Secondo l’ambasciatore, l’Azerbaijan deve rifiutare l’eredità culturale e religiosa armena in Nagorno Karabakh perché questa mette a rischio le sue pretese di indigeneità nella regione, e questo si è visto sia con l’espulsione di tutta la popolazione armena dall’Azerbaijan nel 1989-1990, sia con gli sforzi di cancellare le tracce del passato, tanto che durante il conflitto del 1992-1994, “non meno di 167 chiese armene, 8 complessi monastici armeni e più di 120 cimiteri armeni sono stati distrutti dalle autorità azere”, senza contare la distruzione di centinaia di miglia di khachkar, e in particolare quelle nel cimitero di Old Jugha in Nakhichevan tra il 1997 e il 2006, dove si calcola siano state distrutte 89 chiese mediali, 5840 croci di pietra e 22 mila lapidi.

L’ambasciatore armeno lamenta che si rischia una situazione simile alla distruzione di Palmira e Nimrod ad opera dell’ISIS, ricorda che gli stessi armeni hanno restaurato la Moschea di Gohar Agha in Sushi nel 2019.

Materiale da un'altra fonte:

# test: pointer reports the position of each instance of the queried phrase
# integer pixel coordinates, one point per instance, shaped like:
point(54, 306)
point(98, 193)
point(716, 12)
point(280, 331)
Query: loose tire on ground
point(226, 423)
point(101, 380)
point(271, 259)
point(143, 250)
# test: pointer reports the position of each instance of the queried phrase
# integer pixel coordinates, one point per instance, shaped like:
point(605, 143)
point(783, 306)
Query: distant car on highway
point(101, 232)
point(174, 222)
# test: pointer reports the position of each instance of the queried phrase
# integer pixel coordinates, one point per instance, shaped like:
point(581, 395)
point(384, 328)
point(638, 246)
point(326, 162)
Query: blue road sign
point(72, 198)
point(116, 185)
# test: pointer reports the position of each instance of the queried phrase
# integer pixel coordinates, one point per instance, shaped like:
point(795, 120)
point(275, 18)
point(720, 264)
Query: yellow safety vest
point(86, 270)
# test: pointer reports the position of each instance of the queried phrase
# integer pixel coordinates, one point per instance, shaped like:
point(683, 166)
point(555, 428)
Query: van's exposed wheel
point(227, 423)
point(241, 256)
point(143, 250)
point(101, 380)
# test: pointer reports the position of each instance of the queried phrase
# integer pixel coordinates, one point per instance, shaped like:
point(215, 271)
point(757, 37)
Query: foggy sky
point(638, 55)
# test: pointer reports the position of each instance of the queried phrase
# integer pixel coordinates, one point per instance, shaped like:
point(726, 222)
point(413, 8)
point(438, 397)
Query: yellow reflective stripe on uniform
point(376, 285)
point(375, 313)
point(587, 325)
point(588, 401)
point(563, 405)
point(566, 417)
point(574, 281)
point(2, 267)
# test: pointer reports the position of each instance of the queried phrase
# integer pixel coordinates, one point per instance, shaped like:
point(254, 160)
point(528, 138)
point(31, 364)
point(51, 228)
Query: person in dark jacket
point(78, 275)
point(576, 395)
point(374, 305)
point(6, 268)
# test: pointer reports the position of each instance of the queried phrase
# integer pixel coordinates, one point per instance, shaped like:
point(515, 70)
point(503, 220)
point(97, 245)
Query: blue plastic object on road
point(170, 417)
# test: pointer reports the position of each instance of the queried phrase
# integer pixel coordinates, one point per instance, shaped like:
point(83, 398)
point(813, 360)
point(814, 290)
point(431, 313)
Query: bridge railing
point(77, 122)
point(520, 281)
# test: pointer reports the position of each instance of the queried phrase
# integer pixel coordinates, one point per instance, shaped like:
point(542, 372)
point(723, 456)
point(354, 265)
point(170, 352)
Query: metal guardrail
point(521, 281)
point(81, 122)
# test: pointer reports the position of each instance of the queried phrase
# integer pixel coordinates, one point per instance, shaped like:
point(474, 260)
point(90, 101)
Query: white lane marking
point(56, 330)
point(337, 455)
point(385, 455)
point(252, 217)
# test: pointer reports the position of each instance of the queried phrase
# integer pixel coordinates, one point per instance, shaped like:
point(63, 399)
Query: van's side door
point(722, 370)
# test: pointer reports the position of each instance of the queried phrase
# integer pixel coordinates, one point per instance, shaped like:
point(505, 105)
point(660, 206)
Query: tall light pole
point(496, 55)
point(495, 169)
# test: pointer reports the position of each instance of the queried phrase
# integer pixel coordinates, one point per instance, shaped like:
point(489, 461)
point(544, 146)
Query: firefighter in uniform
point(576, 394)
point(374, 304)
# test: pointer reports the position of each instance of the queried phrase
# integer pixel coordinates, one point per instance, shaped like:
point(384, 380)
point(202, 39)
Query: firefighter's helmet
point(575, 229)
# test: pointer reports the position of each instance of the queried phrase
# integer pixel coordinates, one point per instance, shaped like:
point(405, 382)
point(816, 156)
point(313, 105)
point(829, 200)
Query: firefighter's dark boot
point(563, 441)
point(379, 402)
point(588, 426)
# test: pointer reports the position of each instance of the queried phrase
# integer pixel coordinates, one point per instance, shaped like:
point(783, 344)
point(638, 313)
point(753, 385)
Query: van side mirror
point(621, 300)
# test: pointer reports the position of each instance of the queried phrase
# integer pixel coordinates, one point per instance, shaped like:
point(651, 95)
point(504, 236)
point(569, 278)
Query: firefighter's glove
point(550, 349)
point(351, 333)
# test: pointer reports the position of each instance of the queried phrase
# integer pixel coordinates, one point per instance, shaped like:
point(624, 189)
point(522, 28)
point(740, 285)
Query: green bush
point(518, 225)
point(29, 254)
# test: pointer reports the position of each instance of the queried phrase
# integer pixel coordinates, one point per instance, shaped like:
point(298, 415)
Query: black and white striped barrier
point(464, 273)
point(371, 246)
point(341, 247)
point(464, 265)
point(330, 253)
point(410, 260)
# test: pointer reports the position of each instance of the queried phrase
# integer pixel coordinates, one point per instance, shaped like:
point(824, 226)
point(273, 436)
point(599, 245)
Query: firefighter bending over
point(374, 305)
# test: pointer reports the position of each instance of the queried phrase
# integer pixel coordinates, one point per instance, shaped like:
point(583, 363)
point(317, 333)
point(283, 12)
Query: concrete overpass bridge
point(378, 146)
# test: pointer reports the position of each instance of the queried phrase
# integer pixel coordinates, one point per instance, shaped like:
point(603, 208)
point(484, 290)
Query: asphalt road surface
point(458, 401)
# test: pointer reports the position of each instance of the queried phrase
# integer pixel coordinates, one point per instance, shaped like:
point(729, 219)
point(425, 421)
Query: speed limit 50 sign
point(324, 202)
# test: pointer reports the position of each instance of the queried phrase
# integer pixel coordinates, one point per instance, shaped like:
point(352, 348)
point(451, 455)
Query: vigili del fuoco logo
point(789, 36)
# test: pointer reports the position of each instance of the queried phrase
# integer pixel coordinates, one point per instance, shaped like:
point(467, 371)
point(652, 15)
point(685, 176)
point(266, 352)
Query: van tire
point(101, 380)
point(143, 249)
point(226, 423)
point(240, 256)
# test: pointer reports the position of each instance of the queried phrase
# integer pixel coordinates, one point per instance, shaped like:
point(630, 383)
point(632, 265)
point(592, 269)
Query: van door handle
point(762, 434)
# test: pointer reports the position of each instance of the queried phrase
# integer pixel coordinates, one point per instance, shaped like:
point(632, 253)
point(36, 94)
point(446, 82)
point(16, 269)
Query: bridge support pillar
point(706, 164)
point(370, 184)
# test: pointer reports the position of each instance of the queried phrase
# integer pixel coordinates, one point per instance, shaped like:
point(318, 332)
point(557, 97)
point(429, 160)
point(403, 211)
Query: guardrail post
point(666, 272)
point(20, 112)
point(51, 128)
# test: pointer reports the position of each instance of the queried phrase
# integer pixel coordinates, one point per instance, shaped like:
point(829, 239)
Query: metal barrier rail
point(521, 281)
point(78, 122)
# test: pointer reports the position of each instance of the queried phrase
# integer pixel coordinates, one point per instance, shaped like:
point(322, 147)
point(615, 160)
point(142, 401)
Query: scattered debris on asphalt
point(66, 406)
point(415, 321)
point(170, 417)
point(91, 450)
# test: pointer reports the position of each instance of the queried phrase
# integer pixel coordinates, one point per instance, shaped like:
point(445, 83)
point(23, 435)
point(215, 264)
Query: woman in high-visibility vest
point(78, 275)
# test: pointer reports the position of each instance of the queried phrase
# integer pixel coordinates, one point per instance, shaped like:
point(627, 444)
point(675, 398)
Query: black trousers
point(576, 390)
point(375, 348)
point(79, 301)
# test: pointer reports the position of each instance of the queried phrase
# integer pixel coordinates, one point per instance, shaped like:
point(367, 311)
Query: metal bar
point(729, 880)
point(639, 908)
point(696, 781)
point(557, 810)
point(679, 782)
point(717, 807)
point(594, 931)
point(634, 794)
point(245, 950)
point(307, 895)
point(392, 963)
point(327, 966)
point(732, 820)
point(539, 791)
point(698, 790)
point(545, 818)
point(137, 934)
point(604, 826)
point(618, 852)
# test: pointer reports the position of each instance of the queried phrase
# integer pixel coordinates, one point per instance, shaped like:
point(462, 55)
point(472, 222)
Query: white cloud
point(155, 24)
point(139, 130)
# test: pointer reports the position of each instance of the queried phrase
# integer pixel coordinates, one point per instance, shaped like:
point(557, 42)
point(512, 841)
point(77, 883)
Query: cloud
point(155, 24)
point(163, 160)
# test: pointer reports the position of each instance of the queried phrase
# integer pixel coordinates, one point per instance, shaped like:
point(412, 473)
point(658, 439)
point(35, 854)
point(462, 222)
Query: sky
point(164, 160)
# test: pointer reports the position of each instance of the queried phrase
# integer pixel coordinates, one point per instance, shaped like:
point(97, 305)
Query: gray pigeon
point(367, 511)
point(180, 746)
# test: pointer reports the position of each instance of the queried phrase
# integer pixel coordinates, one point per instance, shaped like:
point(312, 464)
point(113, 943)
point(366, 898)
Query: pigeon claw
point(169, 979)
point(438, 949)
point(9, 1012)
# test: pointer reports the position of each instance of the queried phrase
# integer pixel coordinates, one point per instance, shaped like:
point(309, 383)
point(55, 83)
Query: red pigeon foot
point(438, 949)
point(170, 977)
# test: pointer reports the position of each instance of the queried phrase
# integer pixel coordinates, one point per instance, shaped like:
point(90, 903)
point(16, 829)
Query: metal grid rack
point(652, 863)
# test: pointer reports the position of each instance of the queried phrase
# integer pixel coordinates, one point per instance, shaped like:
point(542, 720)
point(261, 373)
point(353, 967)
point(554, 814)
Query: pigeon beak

Da parte loro, gli azeri lamentano la distruzione delle moschee da parte armena, una distruzione di cui ha parlato anche Loiseau. Tuttavia, oggi si nota una resistenza dell’Azerbaijan ad ogni interazione internazionale sul tema dell’eredità culturale. L’UNESCO si è trovata, infatti, diverse difficoltà davanti quando ha tentato di spedire una missione di assistenza tecnica in Nagorno Karabakh e nei distretti adiacenti, denuncia Nazarian.